В школе орнитологическая страсть мальчика никак не снизила его отличную успеваемость, однако вернула его к изначальному одиночеству. Вызвали родителей:

– Ваш сын, у которого было много друзей в подготовительном классе, больше и слова не говорит своим бывшим товарищам. Вы в курсе?

– Достаточно в курсе, чтобы понимать, что таков его выбор.

– Деодат в высшей степени умен, и знает это. Не следует поощрять его в этом презрительном уединении.

– Дело совсем не в презрении. Наш сын думает только о птицах.

– Вы предполагаете сделать из него орнитолога?

– Мы предполагаем, что он сам решит, как ему жить.

– И все же досадно. Такой мозг мог бы найти себе лучшее применение.

Заледенев, Энида прервала встречу и увела мужа из кабинета директора лицея.

– Что за жалкий человек!

– Ты права, дорогая. Мы ничего не расскажем об этой беседе мальчику.

Истина была проста: сначала Деодат захотел доказать себе, что сумеет сойтись с детьми. Но когда это ему удалось, он пришел к выводу о невеликой ценности товарищеских отношений и всякая социальная жизнь перестала его интересовать. Наблюдение за воробьями во дворе давало ему неизмеримо больше, чем общение с теми, кто сначала прозвал его Дезодорантом, теперь именовал не иначе как Пометником.

Люди не безразличны к исключительной красоте: они ненавидят ее вполне осознанно. Явный урод иногда вызывает некоторое сочувствие; явный красавец – безжалостное возмущение. Ключ к успеху лежит в неопределенной миловидности, которая никого не раздражает.

С первого дня Мальва стала школьным изгоем. Учительница и ученики нашли прекрасный предлог для своего отвращения: девочка была признана непроходимой тупицей.

К ее несчастью, собственная мать придерживалась той же точки зрения.

Как может ближайшее окружение с уверенностью определить, что совсем маленький ребенок глуп? И как в школе могут наложить на ребенка клеймо идиота? Это тайна вдвойне, ужасная тайна.

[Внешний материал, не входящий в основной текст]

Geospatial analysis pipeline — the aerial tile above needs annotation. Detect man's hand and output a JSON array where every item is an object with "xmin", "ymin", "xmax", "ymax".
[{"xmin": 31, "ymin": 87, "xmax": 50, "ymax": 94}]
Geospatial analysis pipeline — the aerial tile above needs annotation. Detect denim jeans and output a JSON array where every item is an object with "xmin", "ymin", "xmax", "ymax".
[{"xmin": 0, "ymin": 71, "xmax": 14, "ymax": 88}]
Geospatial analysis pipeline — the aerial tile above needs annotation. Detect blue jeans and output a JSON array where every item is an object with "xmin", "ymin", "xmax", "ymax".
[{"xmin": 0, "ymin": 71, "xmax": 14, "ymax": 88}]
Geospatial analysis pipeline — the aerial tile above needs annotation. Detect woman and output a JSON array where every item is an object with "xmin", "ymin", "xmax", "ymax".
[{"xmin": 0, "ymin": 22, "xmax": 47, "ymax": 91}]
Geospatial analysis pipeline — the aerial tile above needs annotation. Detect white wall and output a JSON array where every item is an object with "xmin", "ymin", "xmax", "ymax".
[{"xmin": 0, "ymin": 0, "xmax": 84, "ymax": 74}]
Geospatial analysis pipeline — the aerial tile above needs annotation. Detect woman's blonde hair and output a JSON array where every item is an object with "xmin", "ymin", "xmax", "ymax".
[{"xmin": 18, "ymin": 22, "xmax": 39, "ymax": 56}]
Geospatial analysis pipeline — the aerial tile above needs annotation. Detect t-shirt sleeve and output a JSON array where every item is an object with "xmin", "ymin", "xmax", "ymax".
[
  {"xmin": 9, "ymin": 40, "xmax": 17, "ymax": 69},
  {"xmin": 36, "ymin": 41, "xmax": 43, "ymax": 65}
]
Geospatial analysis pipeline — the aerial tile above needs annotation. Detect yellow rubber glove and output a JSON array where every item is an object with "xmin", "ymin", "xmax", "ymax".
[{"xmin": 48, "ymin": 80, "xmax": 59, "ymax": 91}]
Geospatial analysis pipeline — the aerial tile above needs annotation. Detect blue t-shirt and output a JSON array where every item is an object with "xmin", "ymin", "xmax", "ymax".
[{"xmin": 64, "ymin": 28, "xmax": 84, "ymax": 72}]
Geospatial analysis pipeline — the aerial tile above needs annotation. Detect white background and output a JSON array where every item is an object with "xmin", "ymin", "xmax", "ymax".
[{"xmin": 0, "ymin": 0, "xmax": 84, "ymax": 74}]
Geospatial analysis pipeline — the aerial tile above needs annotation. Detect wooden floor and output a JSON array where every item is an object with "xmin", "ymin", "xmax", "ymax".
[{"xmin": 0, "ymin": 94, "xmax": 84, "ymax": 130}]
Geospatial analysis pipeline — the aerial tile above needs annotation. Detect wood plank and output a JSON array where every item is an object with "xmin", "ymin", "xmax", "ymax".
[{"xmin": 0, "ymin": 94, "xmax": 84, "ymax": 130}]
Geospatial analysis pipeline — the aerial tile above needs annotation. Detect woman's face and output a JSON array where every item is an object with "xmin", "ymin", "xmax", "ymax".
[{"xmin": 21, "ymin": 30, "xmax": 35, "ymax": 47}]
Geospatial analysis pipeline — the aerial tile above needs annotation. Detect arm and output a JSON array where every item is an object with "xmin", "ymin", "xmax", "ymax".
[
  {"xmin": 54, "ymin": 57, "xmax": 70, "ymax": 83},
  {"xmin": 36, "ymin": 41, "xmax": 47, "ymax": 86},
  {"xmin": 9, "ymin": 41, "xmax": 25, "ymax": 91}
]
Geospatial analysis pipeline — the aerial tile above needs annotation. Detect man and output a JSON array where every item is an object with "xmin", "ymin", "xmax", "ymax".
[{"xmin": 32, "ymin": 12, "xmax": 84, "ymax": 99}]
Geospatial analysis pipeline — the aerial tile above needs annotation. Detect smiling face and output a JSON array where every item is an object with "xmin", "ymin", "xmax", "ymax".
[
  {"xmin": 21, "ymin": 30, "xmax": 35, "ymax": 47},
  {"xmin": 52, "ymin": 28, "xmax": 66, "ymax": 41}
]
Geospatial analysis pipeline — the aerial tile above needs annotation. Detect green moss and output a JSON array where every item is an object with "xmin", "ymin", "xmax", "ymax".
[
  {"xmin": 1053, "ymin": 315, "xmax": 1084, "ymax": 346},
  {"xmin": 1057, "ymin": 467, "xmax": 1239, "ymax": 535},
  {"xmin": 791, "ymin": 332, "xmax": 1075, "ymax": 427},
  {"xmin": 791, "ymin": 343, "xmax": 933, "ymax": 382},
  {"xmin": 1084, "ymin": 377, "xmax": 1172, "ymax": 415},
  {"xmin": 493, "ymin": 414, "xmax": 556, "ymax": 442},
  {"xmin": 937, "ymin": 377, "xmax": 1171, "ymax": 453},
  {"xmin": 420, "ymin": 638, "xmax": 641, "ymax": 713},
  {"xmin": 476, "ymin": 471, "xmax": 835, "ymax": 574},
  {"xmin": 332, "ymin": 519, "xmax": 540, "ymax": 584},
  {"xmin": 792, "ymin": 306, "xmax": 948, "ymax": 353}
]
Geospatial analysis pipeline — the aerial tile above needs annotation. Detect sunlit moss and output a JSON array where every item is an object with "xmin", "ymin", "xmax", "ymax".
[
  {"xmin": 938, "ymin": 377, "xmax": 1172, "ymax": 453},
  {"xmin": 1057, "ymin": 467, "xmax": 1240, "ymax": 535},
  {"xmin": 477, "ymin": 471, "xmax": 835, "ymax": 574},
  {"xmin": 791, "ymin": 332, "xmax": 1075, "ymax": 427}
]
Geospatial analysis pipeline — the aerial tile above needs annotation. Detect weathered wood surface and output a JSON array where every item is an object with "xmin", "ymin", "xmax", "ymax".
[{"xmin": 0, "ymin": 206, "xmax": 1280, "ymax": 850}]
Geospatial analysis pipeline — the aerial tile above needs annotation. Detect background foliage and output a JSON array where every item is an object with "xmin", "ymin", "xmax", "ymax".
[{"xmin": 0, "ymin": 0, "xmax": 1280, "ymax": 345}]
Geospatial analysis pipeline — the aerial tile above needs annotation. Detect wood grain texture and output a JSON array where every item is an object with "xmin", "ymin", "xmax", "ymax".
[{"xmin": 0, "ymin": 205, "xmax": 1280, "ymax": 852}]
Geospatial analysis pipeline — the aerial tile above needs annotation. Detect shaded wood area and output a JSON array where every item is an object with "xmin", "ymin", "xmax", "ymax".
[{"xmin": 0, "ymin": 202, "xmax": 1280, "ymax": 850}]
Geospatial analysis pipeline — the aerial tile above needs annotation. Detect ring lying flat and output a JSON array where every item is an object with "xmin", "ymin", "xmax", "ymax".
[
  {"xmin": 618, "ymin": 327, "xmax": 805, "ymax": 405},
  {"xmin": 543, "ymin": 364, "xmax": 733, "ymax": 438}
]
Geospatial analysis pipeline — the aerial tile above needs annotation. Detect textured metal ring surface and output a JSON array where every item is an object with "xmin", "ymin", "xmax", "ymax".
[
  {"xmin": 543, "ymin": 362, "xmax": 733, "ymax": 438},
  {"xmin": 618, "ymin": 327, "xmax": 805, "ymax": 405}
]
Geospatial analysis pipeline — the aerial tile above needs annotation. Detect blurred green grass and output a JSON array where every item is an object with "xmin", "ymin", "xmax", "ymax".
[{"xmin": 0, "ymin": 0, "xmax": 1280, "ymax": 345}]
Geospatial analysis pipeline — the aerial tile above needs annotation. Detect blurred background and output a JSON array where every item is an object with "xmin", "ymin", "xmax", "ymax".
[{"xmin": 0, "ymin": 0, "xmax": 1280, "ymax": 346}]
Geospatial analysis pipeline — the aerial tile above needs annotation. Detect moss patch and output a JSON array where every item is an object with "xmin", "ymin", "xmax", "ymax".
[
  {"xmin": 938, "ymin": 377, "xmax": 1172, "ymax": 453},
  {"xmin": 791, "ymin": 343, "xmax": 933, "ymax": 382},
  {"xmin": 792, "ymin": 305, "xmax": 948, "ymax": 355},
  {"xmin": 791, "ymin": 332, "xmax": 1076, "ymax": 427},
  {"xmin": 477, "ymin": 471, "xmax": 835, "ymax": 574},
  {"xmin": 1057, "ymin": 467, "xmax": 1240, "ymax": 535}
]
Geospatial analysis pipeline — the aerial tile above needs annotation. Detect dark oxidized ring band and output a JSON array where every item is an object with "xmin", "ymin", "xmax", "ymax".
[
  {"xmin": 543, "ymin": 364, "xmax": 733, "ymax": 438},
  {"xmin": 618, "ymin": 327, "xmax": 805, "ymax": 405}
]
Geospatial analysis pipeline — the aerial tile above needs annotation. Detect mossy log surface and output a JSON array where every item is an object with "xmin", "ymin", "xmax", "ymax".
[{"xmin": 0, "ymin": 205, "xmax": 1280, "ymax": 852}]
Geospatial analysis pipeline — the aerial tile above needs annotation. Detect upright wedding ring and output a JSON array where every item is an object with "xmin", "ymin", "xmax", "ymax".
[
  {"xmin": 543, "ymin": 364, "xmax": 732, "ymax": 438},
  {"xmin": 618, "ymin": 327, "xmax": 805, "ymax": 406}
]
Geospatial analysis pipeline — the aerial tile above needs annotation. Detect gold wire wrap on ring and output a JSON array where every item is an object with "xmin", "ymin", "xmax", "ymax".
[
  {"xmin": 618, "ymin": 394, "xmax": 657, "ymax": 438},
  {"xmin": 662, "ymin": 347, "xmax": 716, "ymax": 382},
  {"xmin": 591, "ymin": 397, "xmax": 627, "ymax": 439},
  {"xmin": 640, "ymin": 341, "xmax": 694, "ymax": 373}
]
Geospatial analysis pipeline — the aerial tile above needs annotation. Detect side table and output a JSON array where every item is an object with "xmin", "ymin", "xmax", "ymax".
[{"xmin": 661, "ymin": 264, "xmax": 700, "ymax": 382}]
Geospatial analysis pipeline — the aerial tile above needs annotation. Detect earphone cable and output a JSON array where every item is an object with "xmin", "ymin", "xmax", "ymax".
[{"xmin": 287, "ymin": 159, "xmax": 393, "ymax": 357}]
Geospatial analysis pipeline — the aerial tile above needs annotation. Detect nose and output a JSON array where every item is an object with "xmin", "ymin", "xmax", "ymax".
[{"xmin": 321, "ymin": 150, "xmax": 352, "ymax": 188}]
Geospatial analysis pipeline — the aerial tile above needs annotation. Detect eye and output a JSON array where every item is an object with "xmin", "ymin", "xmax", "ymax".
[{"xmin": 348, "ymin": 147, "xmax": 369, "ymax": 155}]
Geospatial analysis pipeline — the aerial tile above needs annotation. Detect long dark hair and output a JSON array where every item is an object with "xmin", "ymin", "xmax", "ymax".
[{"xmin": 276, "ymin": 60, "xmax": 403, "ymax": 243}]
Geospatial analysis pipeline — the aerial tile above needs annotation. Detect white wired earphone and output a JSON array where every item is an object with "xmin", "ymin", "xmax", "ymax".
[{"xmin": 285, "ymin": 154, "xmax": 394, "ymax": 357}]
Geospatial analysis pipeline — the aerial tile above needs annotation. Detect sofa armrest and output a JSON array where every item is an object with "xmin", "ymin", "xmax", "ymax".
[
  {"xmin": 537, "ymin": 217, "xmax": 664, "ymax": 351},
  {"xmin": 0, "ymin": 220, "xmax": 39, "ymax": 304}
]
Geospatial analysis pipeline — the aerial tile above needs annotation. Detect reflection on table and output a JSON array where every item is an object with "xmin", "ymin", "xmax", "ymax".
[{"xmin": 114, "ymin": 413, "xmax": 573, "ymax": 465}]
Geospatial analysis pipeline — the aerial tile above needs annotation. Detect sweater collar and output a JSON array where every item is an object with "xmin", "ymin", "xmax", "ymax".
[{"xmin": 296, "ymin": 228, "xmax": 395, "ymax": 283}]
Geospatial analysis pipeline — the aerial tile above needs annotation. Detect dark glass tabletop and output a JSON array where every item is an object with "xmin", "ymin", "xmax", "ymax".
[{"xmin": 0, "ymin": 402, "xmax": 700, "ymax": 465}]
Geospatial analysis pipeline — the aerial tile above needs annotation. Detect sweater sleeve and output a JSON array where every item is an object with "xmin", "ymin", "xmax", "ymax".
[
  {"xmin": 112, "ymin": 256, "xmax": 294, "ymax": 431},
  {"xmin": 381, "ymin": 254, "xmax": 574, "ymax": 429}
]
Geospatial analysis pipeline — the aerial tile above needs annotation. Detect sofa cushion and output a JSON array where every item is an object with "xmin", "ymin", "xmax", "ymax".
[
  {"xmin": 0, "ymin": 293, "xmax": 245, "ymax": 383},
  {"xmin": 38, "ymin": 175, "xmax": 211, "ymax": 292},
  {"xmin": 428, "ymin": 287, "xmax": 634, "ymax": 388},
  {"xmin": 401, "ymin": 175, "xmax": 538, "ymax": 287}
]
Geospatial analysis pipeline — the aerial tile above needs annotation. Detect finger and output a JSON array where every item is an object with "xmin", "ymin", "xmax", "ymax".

С четырех лет Мальва раз в месяц проводила выходные у родителей в Париже. Они неодобрительно относились к категорическому нежеланию Штокрозы отдать ребенка в детский сад.

– Это только испортит ей детство, – возражала бабушка.

– Нет. Это помогает социализировать малышей, – отвечала мать.

– Что за варварский у тебя лексикон, моя бедная девочка!

Этот ежемесячный уик-энд был призван приучить Мальву к иным человеческим отношениям, нежели те, которые установились у них со Штокрозой. В машине, которая увозила их из Фонтенбло, Роза взяла за правило расспрашивать дочь.

– Как прошла эта неделя?

Долгое молчание, которое мать ошибочно истолковывала как размышление. Молчание. Отсутствующее выражение на лице малышки.

– Что вы с бабушкой делали вчера, позавчера?

Та же реакция.

– Чем ты хочешь заняться в Париже, дорогая?

Без изменений.

– А ты знаешь, что, когда тебе задают вопрос, нужно отвечать?

В родительской квартире в Тринадцатом округе у Мальвы была своя комната и игрушки. Там она и оставалась, неподвижно сидя на полу. Девочка с восторгом разглядывала предметы, но никогда к ним не прикасалась. Она практически не разговаривала.

Один-единственный раз малышка повела себя так, что не вызвала разочарования. Роза привела ее в галерею на вернисаж сербского художника, чьи гигантские полотна приводили в замешательство. Ребенок долго и изумленно разглядывал каждую картину. Художник подошел к ней спросить, что она об этом думает; вместо ответа Мальва пальчиком указала на самую необычную работу и обратила на автора вытаращенные глаза.

Серб оторопел и поцеловал девочке руку.

– Хотел бы я писать только вашу дочь, – сказал он галеристке.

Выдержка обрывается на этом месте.